Non è la prima volta che Elio e le Storie Tese mettono in scena lo scambio culturale tra diversi Paesi. Nel 1992 esce il videoclip della canzone Pipppero®, che ci parla di una bizzarra collaborazione tra l’Italia e la Bulgaria con gli Elio che si ritrovano ad andare dai bulgari per effettuare lo storico scambio tra Ramaya e il loro ballo nazionale, il Pipppero appunto.
In comune con il video di Fossi Figo la scelta di utilizzare dei sottotitoli per esplicitare pensieri e dialoghi inascoltabili. Scelta abbastanza eccentrica e innovativa nel panorama del videoclip all’italiana di inizio anni Novanta, tanto quanto tutto ciò che riguarda il racconto al di là della canzone, con un’introduzione e un finale, oltre che l’intermezzo con Claudio Bisio.

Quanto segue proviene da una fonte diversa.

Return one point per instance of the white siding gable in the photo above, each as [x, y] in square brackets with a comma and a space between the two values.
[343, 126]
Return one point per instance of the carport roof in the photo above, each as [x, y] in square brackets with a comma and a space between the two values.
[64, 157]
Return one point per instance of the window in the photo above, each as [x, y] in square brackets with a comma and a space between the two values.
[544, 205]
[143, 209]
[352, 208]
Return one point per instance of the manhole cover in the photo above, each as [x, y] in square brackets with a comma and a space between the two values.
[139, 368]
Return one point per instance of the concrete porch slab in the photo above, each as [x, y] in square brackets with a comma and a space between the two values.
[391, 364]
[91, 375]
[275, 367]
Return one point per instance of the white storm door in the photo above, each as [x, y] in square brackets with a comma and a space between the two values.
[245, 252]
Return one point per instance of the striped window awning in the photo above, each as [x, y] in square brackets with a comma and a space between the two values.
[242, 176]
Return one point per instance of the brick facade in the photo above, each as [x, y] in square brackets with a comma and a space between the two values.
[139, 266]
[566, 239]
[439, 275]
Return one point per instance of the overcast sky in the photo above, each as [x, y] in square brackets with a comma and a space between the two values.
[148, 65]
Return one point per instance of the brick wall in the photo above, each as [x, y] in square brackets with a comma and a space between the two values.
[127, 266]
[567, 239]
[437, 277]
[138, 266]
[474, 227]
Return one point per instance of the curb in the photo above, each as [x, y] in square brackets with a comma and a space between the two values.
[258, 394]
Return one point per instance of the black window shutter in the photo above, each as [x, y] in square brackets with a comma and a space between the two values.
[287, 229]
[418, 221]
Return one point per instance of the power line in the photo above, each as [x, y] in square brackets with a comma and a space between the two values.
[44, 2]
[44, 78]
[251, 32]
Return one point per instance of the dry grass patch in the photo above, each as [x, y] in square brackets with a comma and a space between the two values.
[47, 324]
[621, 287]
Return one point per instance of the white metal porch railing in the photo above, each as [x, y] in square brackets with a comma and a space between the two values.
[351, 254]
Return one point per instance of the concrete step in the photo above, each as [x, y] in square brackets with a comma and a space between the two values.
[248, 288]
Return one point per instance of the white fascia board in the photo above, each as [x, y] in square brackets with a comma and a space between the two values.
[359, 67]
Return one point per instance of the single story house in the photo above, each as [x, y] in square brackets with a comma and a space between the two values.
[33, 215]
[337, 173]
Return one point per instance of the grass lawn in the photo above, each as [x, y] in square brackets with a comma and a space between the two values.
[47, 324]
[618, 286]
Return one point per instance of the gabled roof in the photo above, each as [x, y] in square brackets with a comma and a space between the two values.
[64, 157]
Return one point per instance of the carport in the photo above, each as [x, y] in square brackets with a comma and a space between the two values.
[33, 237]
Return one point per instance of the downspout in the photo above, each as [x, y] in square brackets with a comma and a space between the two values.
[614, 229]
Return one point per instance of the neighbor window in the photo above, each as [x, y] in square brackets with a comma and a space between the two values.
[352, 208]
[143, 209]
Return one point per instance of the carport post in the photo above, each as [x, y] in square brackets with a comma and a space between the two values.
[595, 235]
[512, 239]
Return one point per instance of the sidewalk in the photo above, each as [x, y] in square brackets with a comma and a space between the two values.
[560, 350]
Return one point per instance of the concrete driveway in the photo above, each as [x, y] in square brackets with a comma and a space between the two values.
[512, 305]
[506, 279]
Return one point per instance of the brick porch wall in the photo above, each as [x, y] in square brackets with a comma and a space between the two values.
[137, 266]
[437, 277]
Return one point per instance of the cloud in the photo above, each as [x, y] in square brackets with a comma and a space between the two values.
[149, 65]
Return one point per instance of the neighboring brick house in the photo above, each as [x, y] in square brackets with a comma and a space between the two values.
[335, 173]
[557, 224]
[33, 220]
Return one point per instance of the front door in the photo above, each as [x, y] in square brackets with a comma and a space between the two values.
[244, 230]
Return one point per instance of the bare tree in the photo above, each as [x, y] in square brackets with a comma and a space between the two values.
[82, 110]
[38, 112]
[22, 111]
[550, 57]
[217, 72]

Forse non sono figo, forse no
Ma sono bello dentro, dentro
Fuori stranamente mi vedete come un solitario
Ma a me piace stare con la gente
Nel video di Fossi Figo seguiamo una giornata di Elio e Gianni Morandi nella “Milano cinese”, tra grandi corse e dialoghi sul senso della vita estetica. Una Milano pre-contagio, in cui ci si può abbracciare e soprattutto si può andare a correre, addirittura in coppia, un lusso ormai perduto. Un 2003 che sembra allora così lontano dai giorni nostri, quella tranquillità pre-bellica, la possibilità di parlare d’estetica e poterci ridere sopra. Un’epoca in cui gli Elio e le Storie Tese non si erano ancora sciolti e Morandi non aveva ancora vinto un Oscar. Un’epoca nella quale pensavamo ormai impossibile lo scatenarsi di un’epidemia, almeno di un’epidemia a casa nostra.
L’epidemia che si spande,
L’isolamento è un dovere oramai…
Dare la mano è vietato, se mai
Soltanto un dito e l’errore
Punito sarà…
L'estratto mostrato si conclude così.